Friday, March 6, 2015

"The Hunger Games: Mockingjay Part 1": The Best of a Subpar Franchise

Now Available on DVD and Blu-Ray

The Hunger Games is a franchise that has never really resonated with me.  I read the first book in high school, and I didn’t think it was bad or anything, but I found the plot derivative of plots like Running Man and Battle Royale, and it didn’t inspire me to continue reading the trilogy either.  So when the films came out, I didn’t really pay much mind to them, even though I recognized that its fanbase was much better deserved than, say, Twilight’s, as The Hunger Games was a feminine empowerment fantasy rather than a fantasy of submissive abuse.  Now, in light of the third film’s home video release, I’ve caught up on the film franchise, and I have yet to have my initial impressions entirely rebuked.

The first Hunger Games film is just bad.  Poorly directed, cheaply made, and utterly lacking of the internal monologue that made Katniss an even remotely interesting character, it seemed made solely with the intention of luring an inevitably satisfied fanbase into theater seats.  Catching Fire fared better, adopting a unique visual style and placing greater emphasis on the use of the Hunger Games as a propaganda machine to quell an unsettled populous.  However, it felt redundant in the overall arc of the story, essentially redoing the first film to better effect but not really progressing the plot beyond its pivotal final scenes.  Mockingjay Part 1 is the first film to actually grab my attention and keep it for the entire running time, mostly because this is the film that strips away the mask of subtext and allows Katniss to grow as a character, navigating her way through being the figurehead of the noble revolution’s propaganda machine after having just been the puppet of their oppressors.

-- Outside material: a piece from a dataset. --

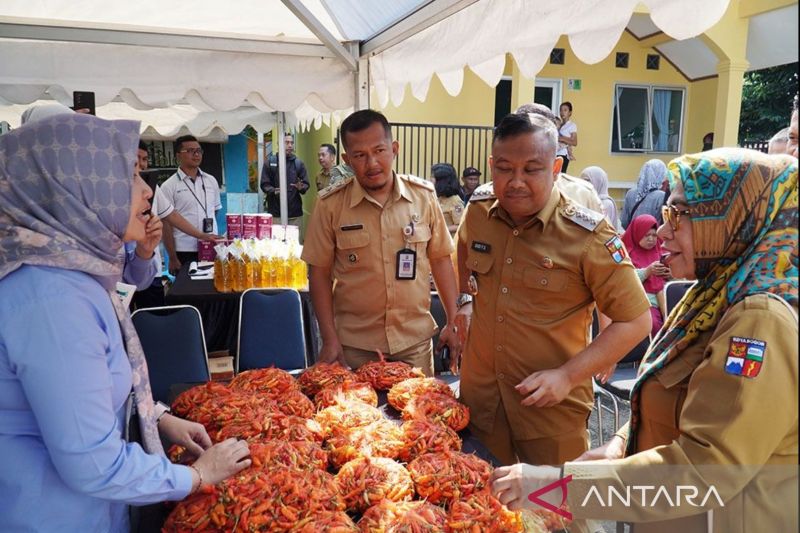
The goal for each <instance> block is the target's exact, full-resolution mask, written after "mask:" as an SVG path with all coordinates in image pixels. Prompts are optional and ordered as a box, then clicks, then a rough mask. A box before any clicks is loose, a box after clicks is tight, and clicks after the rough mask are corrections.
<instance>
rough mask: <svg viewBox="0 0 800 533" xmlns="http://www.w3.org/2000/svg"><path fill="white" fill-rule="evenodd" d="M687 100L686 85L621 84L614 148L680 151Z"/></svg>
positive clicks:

In the first two films, the social revolution plot was the dessert that we waited five hours of collective runtime to get to.  And now that it’s here, it feels like these films finally have something interesting to say.  The manipulation of mass media to effect social change is a powerfully resonant theme on which to build a film, particularly for the information-saturated generation that is the franchise’s target audience.  This isn’t as poignant as something like Snowpiercer, but it gets the job done, and it’s nice to see that all the fanfare for this franchise is finally building up to something noteworthy.

However, as the title implies, if this is the dessert of the franchise, it is only half a portion.  For the entirely legitimate artistic reason of making Lionsgate Films more money, the final installment has been split in half, continuing an unfortunate trend in episodic cinema of bleeding a franchise dry until there’s nothing left to pick from the bones.  The result in this case is a film that runs for about two hours with only a half hour of plot-critical or interesting scenes.  The rest of the time is spent moping in the resistance’s underground bunker or excessively establishing the atrocities that the Capital visits upon the people of the Districts.  In other words, this film is ridiculously padded, and though the film does find a dramatic severing point on which to end, it still feels like a ton of build-up without the catharsis of a third act or climax.

And yet, for being the best installment in what has turned out to be a fairly mediocre franchise trending upward, I’m willing to give Part 1 a pass.  If you’re a fan of the franchise, you’ve likely already seen it, and if you aren’t, then I wouldn’t go so far as to say it makes the slog of the first two installments worth it.  Yet, this was the film to finally get me invested, and yeah, now I want to see how it ends.  I’m not at the edge of my seat in anticipation, but this was the film that made me sit up and take notice.